With investment in artificial intelligence on the rise across the pharmaceutical industry, we look at how AI tools can boost traditional marketing campaigns’ productivity, improve targeting, and deliver significant business value.
Words by Danny Buckland
Random forests, white box, intelligent humans, regression, and hyperplanes; alien concepts to an untrained mind but approaching forces in the pharmaceutical space that have the potential to energise sales and marketing campaigns. Machine learning and AI have clear indications in diagnostics and drug development; now however, they are offering novel opportunities to improve return-on-investment (ROI) and patient outcomes.
Traditional routes to engagement and sales are already influenced by digital capabilities but a new wave of cyber techniques can harness the raging ocean of data that washes through pharma and healthcare. Reports from GlobalData, a leading data and analytics company, forecast that the disruptive force of AI will deliver productivity gains across all aspects of the value chain in the coming years. The challenge is to embrace its potential to offset the mounting budgetary pressure from drug development and traditional marketing campaigns.
Pharma can perhaps not harness the same agility as the social networking services Instagram and TikToK, yet it can learn from the platforms’ digital mastery of hooking an audience, as well as from the strategies of Amazon and Facebook – both now substantial forces in healthcare – to get a deep understanding of both clinician and patient preferences and aversions.
The rewards are clear but achieving them goes way beyond purchasing software and hiring a team of data scientists. A fundamental shift is needed to bolt AI into the wider business ecosystem. “Something I see repeatedly in pharma is a classic disconnect of data scientists not being business strategists who, in turn, don’t understand data science. It is a challenge that is holding some pharma companies back because they choose the tech before they have identified the business challenge, when it should be the other way around,” says Dr Andree Bates, Founder and CEO, Eularis, a leading supplier of marketing analytics. “We need to get them speaking the same language.” Miscommunication has already derailed partnerships between pharma and data science organisations. “One big pharma company hired IBM Watson for data insight but it didn’t work because they didn’t understand what each other wanted. This is repeated across the industry and is wasting opportunity and budget,” says Bates.
The potential is enormous and there is a huge range of digital tools that are yet to be fully exploited
Eularis has a vast tech toolbox to connect patient, clinician, and pharma rapidly. In one project, it collated the facial characteristics associated with a rare disease and deployed facial recognition software to crawl online sites, such as Facebook and Flickr, to identify patients and trigger adverts when they searched disease-specific information. The operation identified 13 new patients who accessed the treatment they needed and lead to a significant ROI. “The potential is enormous and there is a huge range of digital tools that are yet to be fully exploited,” adds Bates, who has lead AI-powered programmes for top-tier industry companies across medical affairs, sales, and marketing.
Research by technology analytics company ZS highlights pharma’s ad hoc approach to its data mountains which, although mainly unstructured, contain gold mines of intelligence on how patient behaviour nuances influences affinity and switching.
Roxanne Balfe, Senior Digital Healthcare Analyst, GlobalData, believes pharma has realised the competitive edge available from deploying algorithms, machine learning, and strategic software to illuminate fresh insights: “Pharma has not been the swiftest sector to take advantage but that is changing,” she says. “There is a growing trend for pharma companies to partner with smaller companies that are experts in digital innovation and technology rather than acquire them or grow them from within.
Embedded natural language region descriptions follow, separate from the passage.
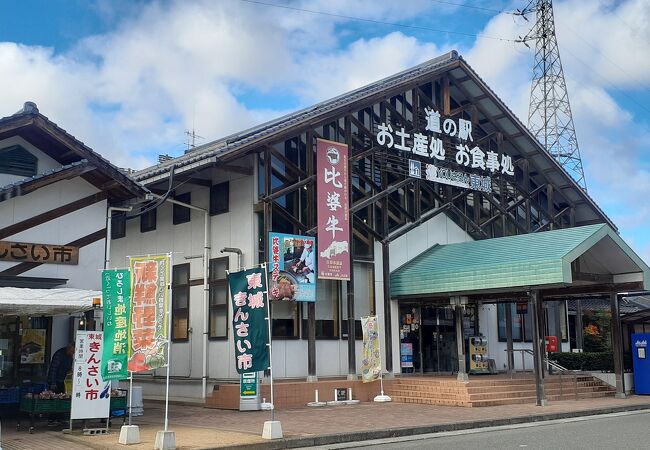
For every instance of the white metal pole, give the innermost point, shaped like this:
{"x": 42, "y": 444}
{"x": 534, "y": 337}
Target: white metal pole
{"x": 268, "y": 320}
{"x": 169, "y": 340}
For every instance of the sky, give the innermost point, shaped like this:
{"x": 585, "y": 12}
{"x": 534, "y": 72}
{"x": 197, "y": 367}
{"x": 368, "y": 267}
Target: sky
{"x": 130, "y": 77}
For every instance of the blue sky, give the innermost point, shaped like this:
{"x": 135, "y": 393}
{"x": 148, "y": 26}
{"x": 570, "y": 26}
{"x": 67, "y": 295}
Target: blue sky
{"x": 130, "y": 77}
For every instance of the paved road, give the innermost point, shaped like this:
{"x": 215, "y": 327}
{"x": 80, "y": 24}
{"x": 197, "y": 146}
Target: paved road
{"x": 616, "y": 431}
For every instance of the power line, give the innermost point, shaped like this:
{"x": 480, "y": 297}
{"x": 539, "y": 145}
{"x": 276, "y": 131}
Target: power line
{"x": 377, "y": 22}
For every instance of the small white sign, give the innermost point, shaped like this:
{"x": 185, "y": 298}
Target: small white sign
{"x": 91, "y": 396}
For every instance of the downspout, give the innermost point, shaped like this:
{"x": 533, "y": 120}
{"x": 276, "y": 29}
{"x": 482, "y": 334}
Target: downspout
{"x": 206, "y": 289}
{"x": 109, "y": 223}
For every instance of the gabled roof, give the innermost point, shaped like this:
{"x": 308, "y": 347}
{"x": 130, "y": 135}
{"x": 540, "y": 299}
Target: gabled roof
{"x": 494, "y": 115}
{"x": 61, "y": 146}
{"x": 534, "y": 260}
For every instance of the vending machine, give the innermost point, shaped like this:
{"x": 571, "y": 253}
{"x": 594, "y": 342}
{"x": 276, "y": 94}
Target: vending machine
{"x": 477, "y": 357}
{"x": 641, "y": 363}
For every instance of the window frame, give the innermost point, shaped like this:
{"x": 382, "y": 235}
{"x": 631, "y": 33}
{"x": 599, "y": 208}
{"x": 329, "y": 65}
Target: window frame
{"x": 216, "y": 189}
{"x": 151, "y": 216}
{"x": 217, "y": 282}
{"x": 179, "y": 215}
{"x": 118, "y": 225}
{"x": 175, "y": 310}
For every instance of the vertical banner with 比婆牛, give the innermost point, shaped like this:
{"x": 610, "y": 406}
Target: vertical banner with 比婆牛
{"x": 148, "y": 333}
{"x": 293, "y": 267}
{"x": 371, "y": 361}
{"x": 116, "y": 299}
{"x": 91, "y": 395}
{"x": 250, "y": 330}
{"x": 333, "y": 210}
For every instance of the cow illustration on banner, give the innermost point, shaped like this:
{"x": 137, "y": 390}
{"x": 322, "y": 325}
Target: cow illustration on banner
{"x": 333, "y": 210}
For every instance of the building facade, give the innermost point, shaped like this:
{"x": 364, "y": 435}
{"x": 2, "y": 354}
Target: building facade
{"x": 435, "y": 160}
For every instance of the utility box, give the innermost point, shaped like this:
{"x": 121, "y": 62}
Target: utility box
{"x": 249, "y": 392}
{"x": 641, "y": 363}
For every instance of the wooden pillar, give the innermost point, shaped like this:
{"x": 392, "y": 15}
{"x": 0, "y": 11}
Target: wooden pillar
{"x": 617, "y": 345}
{"x": 310, "y": 221}
{"x": 579, "y": 327}
{"x": 460, "y": 343}
{"x": 388, "y": 334}
{"x": 538, "y": 346}
{"x": 509, "y": 345}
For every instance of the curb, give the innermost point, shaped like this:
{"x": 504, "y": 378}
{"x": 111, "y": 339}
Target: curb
{"x": 424, "y": 429}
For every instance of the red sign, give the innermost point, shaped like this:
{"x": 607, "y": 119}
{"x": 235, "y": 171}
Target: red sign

This shows that pharma companies are aware they must learn from the technology industry and forge partnerships to deliver innovation, otherwise they will lose out to companies in the tech and retail space that have a strong online presence and dedicated customer base.”
Security, privacy, and regulatory concerns are all issues but social media is also opening new landscapes for marketing. “Many influencers and users have gained popularity by sharing their healthcare experiences throughout the pandemic, opening up opportunities for pharma and healthcare to take advantage of the technology,” adds Balfe. “These opportunities include insight mining: searching the platform for content related to a brand, disease state, or patient communities. Many influencers and patients have posted throughout 2020, either relating to healthcare experiences or specific conditions and diagnoses. Collaborating with healthcare professional influencers is especially relevant for younger audiences.”
The human touch in sales and marketing is still critical but AI and machine learning are set to be a growing thicket within the pharma landscape.